Em meio às previsíveis louvações a Saramago por sua morte, falou-se tanto de sua obra (ainda que relativamente pouco de seus méritos linguísticos próprios – porque de fato poucos –, ou elididos ou substituídos por adjetivos altissonantes) quanto de sua “lucidez”, “coerência”, “firmeza” ou “sensibilidade”. Trocando em miúdos, seu comunismo. E ainda que alguns veículos tenham dado destaque negativo, por exemplo, a seu acrítico apoio ao governo cubano, a maioria das manifestações ou edulcorou sua ideologia ou a desconsiderou (coisa que ele próprio jamais fez). Mas se em vez de comunista ele fosse fascista, tal fato também teria sido assim edulcorado? Na verdade, não. Teria sido descaracterizado. A diferença é importante.

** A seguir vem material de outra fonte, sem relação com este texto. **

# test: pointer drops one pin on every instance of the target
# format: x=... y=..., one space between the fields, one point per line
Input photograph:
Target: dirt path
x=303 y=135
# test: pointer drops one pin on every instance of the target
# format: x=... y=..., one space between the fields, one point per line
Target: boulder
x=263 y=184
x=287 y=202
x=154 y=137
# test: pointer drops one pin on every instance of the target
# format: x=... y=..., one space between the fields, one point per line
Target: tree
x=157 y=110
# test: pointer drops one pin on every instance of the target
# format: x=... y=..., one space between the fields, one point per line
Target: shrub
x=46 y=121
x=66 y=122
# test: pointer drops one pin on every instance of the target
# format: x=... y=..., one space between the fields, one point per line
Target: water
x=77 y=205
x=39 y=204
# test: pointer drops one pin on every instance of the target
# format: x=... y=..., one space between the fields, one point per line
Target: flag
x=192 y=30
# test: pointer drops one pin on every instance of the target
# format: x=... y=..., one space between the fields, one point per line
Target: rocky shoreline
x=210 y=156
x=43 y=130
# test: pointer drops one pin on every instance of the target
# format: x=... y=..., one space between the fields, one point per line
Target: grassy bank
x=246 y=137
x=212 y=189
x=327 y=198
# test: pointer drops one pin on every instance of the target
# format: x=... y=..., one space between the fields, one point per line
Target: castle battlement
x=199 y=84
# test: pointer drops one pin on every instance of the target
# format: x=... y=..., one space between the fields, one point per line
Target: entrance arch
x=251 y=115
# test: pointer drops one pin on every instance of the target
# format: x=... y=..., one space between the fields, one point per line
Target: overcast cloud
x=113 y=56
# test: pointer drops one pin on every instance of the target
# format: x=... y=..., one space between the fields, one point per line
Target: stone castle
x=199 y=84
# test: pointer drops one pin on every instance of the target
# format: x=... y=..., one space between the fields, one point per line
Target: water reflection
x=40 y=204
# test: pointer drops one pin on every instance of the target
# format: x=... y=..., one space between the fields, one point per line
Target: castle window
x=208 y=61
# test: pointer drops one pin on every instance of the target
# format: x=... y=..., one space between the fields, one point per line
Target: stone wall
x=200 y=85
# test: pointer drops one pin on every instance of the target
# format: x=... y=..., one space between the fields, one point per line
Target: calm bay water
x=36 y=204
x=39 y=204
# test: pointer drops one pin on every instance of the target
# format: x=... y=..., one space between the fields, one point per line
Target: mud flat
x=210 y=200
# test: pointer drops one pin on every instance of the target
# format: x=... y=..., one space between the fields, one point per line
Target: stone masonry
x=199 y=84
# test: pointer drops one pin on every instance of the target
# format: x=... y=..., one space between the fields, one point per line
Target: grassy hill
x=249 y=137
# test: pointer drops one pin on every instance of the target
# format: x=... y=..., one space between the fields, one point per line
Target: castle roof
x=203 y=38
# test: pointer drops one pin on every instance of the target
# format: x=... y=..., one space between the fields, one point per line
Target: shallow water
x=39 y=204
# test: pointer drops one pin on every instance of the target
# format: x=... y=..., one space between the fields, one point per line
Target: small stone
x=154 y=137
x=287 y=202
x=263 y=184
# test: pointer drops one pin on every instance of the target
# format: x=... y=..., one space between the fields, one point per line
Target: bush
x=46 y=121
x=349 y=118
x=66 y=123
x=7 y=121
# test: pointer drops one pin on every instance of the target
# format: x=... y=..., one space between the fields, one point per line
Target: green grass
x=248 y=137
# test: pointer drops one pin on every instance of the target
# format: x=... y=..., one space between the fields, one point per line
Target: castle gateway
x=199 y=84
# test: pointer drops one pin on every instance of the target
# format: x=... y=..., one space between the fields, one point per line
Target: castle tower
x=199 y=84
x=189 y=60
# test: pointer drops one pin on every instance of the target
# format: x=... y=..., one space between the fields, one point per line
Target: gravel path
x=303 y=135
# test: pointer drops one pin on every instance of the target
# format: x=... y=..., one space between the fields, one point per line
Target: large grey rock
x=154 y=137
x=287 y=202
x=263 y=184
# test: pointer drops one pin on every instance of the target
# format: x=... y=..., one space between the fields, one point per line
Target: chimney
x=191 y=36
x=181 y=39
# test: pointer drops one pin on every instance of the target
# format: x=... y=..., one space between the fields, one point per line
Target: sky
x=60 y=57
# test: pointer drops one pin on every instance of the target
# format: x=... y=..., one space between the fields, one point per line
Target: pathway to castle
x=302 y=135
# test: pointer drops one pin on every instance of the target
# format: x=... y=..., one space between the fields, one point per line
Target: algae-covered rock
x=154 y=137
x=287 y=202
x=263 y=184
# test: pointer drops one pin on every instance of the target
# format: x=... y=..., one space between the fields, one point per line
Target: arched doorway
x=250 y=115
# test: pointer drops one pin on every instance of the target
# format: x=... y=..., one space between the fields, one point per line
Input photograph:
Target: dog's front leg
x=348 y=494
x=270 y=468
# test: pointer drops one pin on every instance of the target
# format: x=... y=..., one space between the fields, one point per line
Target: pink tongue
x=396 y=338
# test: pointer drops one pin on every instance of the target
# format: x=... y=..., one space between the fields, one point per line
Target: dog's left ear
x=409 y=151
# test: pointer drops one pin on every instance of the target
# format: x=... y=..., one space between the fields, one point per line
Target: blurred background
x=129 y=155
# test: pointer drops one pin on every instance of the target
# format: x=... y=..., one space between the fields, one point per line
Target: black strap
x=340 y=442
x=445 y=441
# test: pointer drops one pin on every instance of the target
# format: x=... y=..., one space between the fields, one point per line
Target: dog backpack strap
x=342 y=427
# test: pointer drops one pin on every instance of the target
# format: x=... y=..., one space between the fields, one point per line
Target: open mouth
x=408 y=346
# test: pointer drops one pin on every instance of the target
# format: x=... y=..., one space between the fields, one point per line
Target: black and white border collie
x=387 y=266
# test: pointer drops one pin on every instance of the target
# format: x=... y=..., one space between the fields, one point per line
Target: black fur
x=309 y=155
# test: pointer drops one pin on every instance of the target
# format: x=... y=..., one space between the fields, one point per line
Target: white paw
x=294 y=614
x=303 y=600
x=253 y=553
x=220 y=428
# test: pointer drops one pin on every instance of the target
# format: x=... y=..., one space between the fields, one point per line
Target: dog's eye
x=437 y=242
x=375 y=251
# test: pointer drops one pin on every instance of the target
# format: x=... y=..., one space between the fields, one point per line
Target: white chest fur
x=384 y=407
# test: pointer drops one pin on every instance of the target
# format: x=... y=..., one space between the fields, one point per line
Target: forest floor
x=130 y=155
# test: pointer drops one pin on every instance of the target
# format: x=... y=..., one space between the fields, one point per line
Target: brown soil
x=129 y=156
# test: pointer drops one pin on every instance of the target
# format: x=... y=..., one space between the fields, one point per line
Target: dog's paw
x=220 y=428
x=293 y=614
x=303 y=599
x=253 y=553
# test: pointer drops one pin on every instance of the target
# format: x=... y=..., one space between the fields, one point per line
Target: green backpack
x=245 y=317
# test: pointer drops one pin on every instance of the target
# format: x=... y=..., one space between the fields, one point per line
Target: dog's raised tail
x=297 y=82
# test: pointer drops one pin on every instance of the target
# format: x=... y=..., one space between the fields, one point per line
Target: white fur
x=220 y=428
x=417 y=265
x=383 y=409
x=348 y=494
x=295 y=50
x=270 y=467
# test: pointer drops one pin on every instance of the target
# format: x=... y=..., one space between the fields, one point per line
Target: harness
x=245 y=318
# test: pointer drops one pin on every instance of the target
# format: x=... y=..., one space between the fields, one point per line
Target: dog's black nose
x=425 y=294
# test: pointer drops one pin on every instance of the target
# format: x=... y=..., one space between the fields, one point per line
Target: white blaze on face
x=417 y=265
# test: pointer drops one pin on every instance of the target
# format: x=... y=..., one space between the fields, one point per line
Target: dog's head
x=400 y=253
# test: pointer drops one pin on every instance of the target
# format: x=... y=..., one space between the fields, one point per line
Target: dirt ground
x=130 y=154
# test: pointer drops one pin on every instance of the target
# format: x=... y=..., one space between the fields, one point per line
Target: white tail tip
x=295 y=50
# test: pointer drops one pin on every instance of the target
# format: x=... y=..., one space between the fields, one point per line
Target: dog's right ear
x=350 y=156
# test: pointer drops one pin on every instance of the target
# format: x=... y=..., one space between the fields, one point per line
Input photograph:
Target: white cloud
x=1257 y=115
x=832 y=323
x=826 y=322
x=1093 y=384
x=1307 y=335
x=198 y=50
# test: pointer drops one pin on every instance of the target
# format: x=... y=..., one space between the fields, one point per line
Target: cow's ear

Edulcorar é adocicar, amenizar, positivar. Saramago era então comunista não porque fosse antidemocrático, muito embora, por ser comunista, fosse antidemocrático, mas porque era “comprometido com seu tempo” (desconsiderando a morte histórica do comunismo) e “sensível à injustiça” (desde que não de responsabilidade de ditadores de esquerda). Já descaracterizar é negar um caráter, uma característica. Assim, quando se tornou necessário explicar o apoio de Pound ao regime de Mussolini sem considerar seu apoio ao regime de Mussolini, ele foi diagnosticado como louco, o que antes jamais fora, nem na vida privada nem na pública. Algo equivalente se passou e se passa com Heidegger em relação ao nazismo. Pois aceitar que Pound tenha sido fascista e Heidegger nazista cria um problema epistemológico e outro pessoal aparentemente insolúveis. Em termos pessoais, como posso admirar ou respeitar a obra de um fascista? Em termos epistemológicos, a obra de um fascista não deve ser ela mesma fascista, em algum grau? O que nos devolve ao problema pessoal: como posso admirar ou respeitar uma obra com elementos fascistas?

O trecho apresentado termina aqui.